Most ocean species remain undiscovered
Up to a million species live in the seas, and two-thirds of those ocean-dwellers may still be undiscovered, according to a new study that also cataloged all of the known species that dwell beneath the waves.
The findings, published today (Nov. 15) in the journal Current Biology, suggest that the oceans remain a vast, uncharted territory. The new registry could help guide marine conservation efforts by giving scientists a universal way to describe the underwater creatures.

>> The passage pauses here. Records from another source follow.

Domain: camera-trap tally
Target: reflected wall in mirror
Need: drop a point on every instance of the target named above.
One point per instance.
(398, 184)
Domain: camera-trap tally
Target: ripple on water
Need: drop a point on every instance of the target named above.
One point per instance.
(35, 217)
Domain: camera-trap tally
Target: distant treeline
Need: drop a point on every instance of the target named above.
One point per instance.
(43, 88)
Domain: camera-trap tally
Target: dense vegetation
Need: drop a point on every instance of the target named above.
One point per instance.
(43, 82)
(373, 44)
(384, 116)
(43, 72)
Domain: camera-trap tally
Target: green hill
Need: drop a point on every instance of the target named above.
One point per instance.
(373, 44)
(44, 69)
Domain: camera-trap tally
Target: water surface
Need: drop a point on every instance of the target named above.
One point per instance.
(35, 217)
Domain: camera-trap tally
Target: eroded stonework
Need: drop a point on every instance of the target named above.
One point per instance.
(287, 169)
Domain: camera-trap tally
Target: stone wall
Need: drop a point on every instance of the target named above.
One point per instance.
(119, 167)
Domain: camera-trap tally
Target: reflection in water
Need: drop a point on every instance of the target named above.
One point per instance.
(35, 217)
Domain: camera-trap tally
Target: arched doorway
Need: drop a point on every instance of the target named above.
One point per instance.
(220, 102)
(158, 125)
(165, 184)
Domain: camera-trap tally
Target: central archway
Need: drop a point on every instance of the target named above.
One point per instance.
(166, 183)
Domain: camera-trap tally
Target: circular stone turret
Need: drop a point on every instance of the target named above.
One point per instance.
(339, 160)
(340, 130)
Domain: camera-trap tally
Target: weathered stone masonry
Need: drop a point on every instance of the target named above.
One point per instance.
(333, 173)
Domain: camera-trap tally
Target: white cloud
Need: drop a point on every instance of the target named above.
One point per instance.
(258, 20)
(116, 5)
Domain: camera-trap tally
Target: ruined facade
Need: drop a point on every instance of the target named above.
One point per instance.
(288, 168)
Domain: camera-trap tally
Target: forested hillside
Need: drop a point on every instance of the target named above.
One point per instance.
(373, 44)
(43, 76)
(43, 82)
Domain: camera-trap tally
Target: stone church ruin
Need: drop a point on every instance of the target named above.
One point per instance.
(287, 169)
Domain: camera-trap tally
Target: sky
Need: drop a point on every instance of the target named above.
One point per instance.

"If you want to understand life on Earth, then of course you need to know what life there is on Earth," said the study's lead author, Ward Appeltans, a member of the Intergovernmental Oceanographic Commission of the United Nations Educational, Scientific and Cultural Organization (UNESCO). "If you want to protect the ocean you need to know what you want to protect."
Appeltans began assembling a European list of sea life in 1999. In 2007, his team decided to expand the effort to encompass all of the world's marine species. [Images: Catalog of Strange Sea Creatures]
It was a massive undertaking. Appeltans and colleagues contacted more than 250 world experts on marine life to catalog all known species.
"When there's a child that's born you need to go to city hall and register the name of the baby, but when you create a new species the only thing you need to do is publish a paper in an official journal," Appeltans told OurAmazingPlanet.
As a result, many species names were duplicated.
"For every five species that were described, two were described before," he said.
So far, the team has cataloged 226,000 species, excluding marine bacteria. Another 65,000 are waiting to be described in museums and collections. By using a computer simulation, Appeltans and his team concluded that between 700,000 and 1 million species live in the sea.
Anywhere from one-third to two-thirds of sea life has not been discovered yet, by their estimate. Most of those hidden sea creatures are probably crustaceans, mollusks, worms and sea sponges, they said.
The new database, called the World Register of Marine Species (WoRMS), fulfills deep human curiosity, Appeltans said.
"It's in our nature that we want to know what exists on Earth," Appeltans said. "We want to know what's out there in our oceans."
But beyond human curiosity, an orderly system for categorizing marine life may also help scientists conserve endangered species or keep track of medicinal chemicals derived from ocean dwellers, he said.